Micromoulding will play a key part in the technology that will be showing on the Wittmann Battenfeld UK stand at this year’s Interplas exhibition, September 26 – 28, 2017.
Attendees at the Polymer Process Engineering (PPE) event, Bradford University July 25-27, were recently treated to an update on all the micro and nano moulding work being undertaken at Bradford. A long-standing partner of Wittmann Battenfeld, the University is a world leader in many aspects of micromoulding technology.
Since Wittmann’s acquisition of Battenfeld on April 1, 2008 the company’s world-leading expertise in polymer micromoulding has gone from strength to strength. Wittmann has encouraged the modular construction of the micro moulding machines – from standard all the way up to Class 6 Cleanroom modifications and capabilities. The principle of the central main beam as the base, for example, has been borrowed from the Wittmann vocabulary of robot design, with several modules being attached to the main beam.
From the outset, the Wittmann Battenfeld MicroPower moulding machine has been designed with cleanrooms in mind and with low energy and ergonomics to the fore. Small centre holes, for example, allow the engineering of very small parts. Small ejector plates avoid any bending of the support plate and small ejector and nozzles holes allow central power flux.

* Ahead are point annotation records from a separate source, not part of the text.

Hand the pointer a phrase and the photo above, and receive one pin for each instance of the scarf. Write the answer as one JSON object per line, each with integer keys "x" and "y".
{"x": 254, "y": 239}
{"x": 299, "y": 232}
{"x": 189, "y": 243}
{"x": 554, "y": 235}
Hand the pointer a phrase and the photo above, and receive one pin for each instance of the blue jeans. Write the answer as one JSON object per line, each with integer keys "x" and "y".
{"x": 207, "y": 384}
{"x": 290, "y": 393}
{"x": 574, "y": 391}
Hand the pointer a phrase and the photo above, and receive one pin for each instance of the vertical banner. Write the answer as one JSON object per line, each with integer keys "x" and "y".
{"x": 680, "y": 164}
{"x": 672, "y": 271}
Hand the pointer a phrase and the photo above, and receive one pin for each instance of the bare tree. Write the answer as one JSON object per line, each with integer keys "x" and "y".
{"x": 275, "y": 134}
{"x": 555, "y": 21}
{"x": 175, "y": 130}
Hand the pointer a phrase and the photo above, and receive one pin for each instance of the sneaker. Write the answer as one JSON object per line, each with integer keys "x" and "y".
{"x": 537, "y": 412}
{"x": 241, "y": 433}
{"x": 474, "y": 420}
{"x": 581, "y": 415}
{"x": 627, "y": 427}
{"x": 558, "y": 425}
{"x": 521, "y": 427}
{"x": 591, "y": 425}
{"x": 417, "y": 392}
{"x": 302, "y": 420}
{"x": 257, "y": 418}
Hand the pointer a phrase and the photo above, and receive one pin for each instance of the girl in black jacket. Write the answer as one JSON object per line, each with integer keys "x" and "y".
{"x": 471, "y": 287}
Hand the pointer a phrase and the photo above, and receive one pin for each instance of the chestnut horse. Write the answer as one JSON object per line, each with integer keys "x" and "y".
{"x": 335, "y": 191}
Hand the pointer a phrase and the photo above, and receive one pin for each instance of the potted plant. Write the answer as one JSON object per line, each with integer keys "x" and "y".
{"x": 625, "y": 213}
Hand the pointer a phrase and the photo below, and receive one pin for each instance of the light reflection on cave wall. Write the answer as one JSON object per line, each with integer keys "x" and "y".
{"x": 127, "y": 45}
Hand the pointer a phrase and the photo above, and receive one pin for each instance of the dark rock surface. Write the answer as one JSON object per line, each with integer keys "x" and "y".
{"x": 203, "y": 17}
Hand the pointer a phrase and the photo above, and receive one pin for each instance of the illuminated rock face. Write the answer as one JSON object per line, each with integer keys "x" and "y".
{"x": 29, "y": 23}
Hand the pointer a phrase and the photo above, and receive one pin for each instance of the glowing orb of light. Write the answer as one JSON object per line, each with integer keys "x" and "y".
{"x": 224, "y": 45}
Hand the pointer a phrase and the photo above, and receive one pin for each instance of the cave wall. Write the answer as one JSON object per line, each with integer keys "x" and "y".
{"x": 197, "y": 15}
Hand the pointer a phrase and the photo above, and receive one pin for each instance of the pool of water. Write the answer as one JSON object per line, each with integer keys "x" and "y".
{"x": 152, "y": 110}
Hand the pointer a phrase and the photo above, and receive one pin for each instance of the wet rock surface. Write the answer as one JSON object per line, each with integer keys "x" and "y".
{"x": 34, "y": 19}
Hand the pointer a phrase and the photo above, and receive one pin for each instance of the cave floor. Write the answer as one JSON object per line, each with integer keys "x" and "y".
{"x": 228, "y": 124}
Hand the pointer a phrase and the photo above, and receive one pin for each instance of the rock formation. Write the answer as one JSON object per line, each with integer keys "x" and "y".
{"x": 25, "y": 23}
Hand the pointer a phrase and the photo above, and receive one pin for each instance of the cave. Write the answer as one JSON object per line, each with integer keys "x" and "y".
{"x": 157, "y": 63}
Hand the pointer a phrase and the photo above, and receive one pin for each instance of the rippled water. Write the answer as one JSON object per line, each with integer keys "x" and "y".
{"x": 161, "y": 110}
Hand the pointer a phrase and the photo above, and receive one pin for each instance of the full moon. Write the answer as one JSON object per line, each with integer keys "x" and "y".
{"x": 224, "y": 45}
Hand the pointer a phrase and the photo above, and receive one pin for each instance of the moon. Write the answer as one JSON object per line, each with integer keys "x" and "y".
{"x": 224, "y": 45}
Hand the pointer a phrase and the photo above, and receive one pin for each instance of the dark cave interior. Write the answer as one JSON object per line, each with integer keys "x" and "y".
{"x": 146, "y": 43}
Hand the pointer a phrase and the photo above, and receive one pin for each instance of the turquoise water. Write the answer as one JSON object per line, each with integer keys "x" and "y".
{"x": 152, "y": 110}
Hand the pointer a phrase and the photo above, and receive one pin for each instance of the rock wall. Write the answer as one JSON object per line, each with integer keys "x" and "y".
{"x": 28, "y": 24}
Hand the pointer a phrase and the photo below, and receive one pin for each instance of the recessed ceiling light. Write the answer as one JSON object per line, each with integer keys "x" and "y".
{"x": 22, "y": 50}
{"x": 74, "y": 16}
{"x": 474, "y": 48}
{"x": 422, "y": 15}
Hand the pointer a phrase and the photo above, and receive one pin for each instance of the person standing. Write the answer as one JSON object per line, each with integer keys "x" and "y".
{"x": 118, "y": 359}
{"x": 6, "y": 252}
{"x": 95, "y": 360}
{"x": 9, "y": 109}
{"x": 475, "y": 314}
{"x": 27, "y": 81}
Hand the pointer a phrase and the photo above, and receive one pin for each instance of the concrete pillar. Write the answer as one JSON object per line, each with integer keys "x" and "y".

Wittmann Battenfeld also created a two step system within the machine, separating the plasticizing and injecting functions. This in order to avoid a large melt cushion (less accurate); cold material slug on the nozzle; long flow lengths and additional shut-off valves.
Interplas 2017 will see the latest MicroPower injection moulding machine producing the ‘lab on a chip’ micro-component. The latest iteration of this process was first shown at the Compamed exhibition in Dusseldorf in November 2016.